Everyone is bad at describing the vaccines, including me.
By Katherine J. Wu
August 12, 2021
For the past year or so, I’ve been reporting on the COVID-19 vaccines, a job that’s required me to convey, again and again, how inoculations work to boost immunity and why. The shots are new, and immunology is complex. So I, like so many others in journalism and science, turned to analogies to help make the ideas of disease prevention and public health tangible. Vaccines, as I’ve written, protect us a lot like umbrellas block out the rain, sunscreens shield us from burns and cancers, and castle guards fend off raids.
Analogies, metaphors, similes, and the like are evocative and memorable. They transform the abstract into the concrete. And they very often work, especially when used to depict a virus or an infection, which are almost entirely unseen.
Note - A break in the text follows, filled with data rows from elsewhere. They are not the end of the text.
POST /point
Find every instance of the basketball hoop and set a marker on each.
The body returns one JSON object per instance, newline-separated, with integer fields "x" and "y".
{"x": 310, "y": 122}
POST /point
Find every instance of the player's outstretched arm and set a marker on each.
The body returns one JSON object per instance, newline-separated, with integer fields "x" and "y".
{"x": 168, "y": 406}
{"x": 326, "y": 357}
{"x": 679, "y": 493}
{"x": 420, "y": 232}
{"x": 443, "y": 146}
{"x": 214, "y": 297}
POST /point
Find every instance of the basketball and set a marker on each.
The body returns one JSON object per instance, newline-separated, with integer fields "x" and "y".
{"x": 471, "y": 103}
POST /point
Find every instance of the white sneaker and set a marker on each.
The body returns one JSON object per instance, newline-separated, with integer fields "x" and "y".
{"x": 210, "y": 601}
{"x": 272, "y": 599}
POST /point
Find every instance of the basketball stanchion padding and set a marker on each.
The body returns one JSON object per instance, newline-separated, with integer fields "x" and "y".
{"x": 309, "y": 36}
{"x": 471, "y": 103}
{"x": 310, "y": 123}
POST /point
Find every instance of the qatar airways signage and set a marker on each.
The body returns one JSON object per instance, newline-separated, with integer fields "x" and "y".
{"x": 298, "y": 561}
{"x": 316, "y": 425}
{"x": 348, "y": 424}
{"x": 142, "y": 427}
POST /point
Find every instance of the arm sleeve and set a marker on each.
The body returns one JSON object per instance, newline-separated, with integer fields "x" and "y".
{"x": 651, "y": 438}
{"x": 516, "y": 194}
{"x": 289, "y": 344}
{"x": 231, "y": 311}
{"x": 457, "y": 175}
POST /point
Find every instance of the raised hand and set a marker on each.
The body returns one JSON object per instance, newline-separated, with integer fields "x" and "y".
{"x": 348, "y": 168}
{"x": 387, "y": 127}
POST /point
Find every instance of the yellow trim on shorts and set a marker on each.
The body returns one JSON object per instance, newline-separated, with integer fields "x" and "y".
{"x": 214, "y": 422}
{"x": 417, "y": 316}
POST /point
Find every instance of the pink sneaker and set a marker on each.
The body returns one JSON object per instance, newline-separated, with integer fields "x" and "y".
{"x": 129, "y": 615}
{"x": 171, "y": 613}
But a lot of the ideas we link to COVID-19 vaccines—including plenty I’ve used—don’t totally hit the mark. Too many focus on vaccines’ individual perks. And they end up skating over one of the greatest benefits of immunization: a boost in wellness at the community level, by cutting down on transmission and, by extension, illness for everyone else. For immunization to truly pack a punch, Amanda Simanek, a social epidemiologist at the University of Wisconsin at Milwaukee, told me, “we all have to do it.”